Sherlock Holmes stories, Metropolis film, and others — a list of works entering public domain in 2023

On Public Domain Day – January 1, 2023 – copyrighted works from 1927, including certain Virginia Woolf’s To The Lighthouse and the final Sherlock Holmes stories by Arthur Conan Doyle, the German science-fiction film Metropolis entered the public domain in the United States. Under the public domain, they will be free for all to copy, share, and build upon, announced by the Center for the study of the Public Domain.  

Public Domain Day is an observance of when copyrights expire and works enter into the public domain. The celebration of a Public Domain Day starts in 2004 by Wallace McLean, a Canadian public domain activist, with support for the idea echoed by Lawrence Lessig.
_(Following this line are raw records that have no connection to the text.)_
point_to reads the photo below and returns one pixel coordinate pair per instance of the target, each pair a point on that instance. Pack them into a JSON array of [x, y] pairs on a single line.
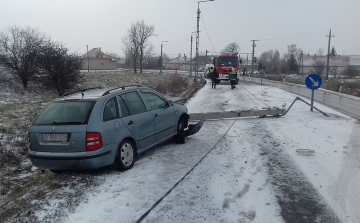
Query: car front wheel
[[126, 155], [180, 137]]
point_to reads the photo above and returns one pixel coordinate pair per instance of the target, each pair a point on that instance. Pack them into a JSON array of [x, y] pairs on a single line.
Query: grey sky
[[276, 23]]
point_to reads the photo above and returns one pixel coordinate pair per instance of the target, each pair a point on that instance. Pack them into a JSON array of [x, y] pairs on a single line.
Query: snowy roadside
[[253, 174], [241, 179], [26, 190]]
All the works were supposed to go into the public domain in 2003, after being copyrighted for 75 years. But before this could happen, Congress hit a 20-year pause button and extended their copyright term to 95 years.


  • These are just a handful of the thousands of books entering the public domain in 2023:
    • Virginia Woolf, To the Lighthouse
    • Arthur Conan Doyle, The Case-Book of Sherlock Holmes
    • Willa Cather, Death Comes for the Archbishop
    • Countee Cullen, Copper Sun
    • A. A. Milne, Now We Are Six, illustrations by E. H. Shepard
    • Thornton Wilder, The Bridge of San Luis Rey
    • Ernest Hemingway, Men Without Women (collection of short stories)
    • William Faulkner, Mosquitoes
    • Agatha Christie, The Big Four
    • Edith Wharton, Twilight Sleep
    • Herbert Asbury, The Gangs of New York (the original 1927 publication)
    • Franklin W. Dixon (pseudonym), The Tower Treasure (the first Hardy Boys book)
    • Hermann Hesse, Der Steppenwolf (in the original German)
    • Franz Kafka, Amerika (in the original German)
    • Marcel Proust, Le Temps retrouvé (the final installment of In Search of Lost Time, in the original French)
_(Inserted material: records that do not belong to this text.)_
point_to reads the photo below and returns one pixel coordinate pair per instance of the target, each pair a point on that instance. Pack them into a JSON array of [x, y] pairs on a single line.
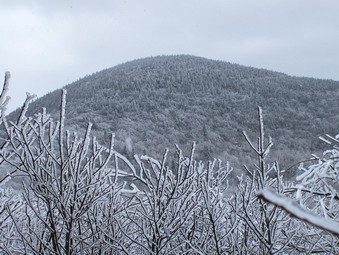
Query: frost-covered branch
[[299, 212]]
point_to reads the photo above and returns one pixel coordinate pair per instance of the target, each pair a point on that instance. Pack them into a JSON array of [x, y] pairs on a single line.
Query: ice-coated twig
[[297, 211]]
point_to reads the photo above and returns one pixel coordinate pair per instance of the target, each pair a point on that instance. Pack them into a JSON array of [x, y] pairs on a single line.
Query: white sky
[[48, 44]]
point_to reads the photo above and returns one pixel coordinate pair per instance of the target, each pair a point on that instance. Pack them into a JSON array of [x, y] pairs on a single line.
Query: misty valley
[[172, 155]]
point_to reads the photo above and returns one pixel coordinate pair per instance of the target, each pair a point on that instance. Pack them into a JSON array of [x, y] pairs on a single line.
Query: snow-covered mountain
[[156, 102]]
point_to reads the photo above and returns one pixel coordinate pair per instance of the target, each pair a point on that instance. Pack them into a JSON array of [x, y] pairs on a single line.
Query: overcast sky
[[48, 44]]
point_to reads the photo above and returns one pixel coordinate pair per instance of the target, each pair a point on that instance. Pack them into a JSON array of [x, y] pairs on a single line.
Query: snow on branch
[[297, 211]]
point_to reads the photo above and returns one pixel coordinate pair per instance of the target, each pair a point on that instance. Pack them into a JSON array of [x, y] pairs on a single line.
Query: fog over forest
[[169, 127]]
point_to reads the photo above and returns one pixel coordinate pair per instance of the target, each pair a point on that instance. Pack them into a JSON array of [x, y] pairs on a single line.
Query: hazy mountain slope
[[156, 102]]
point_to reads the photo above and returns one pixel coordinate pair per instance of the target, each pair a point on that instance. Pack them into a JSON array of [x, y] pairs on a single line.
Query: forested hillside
[[155, 102], [82, 197]]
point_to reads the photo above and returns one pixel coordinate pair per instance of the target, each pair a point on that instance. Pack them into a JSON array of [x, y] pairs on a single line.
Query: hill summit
[[156, 102]]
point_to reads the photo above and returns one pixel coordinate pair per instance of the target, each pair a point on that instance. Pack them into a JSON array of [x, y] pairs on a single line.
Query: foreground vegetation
[[81, 197]]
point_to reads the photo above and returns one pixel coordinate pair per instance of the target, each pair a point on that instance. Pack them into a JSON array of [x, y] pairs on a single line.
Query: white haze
[[47, 45]]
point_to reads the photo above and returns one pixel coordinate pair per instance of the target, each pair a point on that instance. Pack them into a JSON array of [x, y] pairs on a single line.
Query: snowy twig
[[297, 211]]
  • Among the most popular films entering the public domain are:
    • Metropolis (directed by Fritz Lang)
    • The Jazz Singer (the first feature-length film with synchronized dialogue; directed by Alan Crosland)
    • Wings (directed by William A. Wellman)
    • Sunrise (directed by F.W. Murnau)
    • The Lodger: A Story of the London Fog (Alfred Hitchcock’s first thriller)
    • The King of Kings (directed by Cecil B. DeMille)
    • London After Midnight (now a lost film; directed by Tod Browning)
    • The Way of All Flesh (now a lost film; directed by Victor Fleming)
    • 7th Heaven (inspired the ending of the 2016 film La La Land; directed by Frank Borzage)
    • The Kid Brother (starring Harold Lloyd; directed by Ted Wilde)
    • The Battle of the Century (starring the comedy duo Laurel and Hardy; directed by Clyde Bruckman)
    • Upstream (directed by John Ford).


  • Songs from Duke Ellington, Louis Armstrong, and Irving Berlin top the list of music now free to use:
    • “Potato Head Blues and Gully Low Blues” by Louis Armstrong
    • “Black and Tan Fantasy and East St. Louis Toodle-O” by Bub Miley and Duke Ellington
    • “Puttin’ on the Ritz” by Irving Berlin
    • “The Best Things in Life Are Free,” from the musical Good News
    • “Funny Face and ‘S Wonderful” from the musical Funny Face.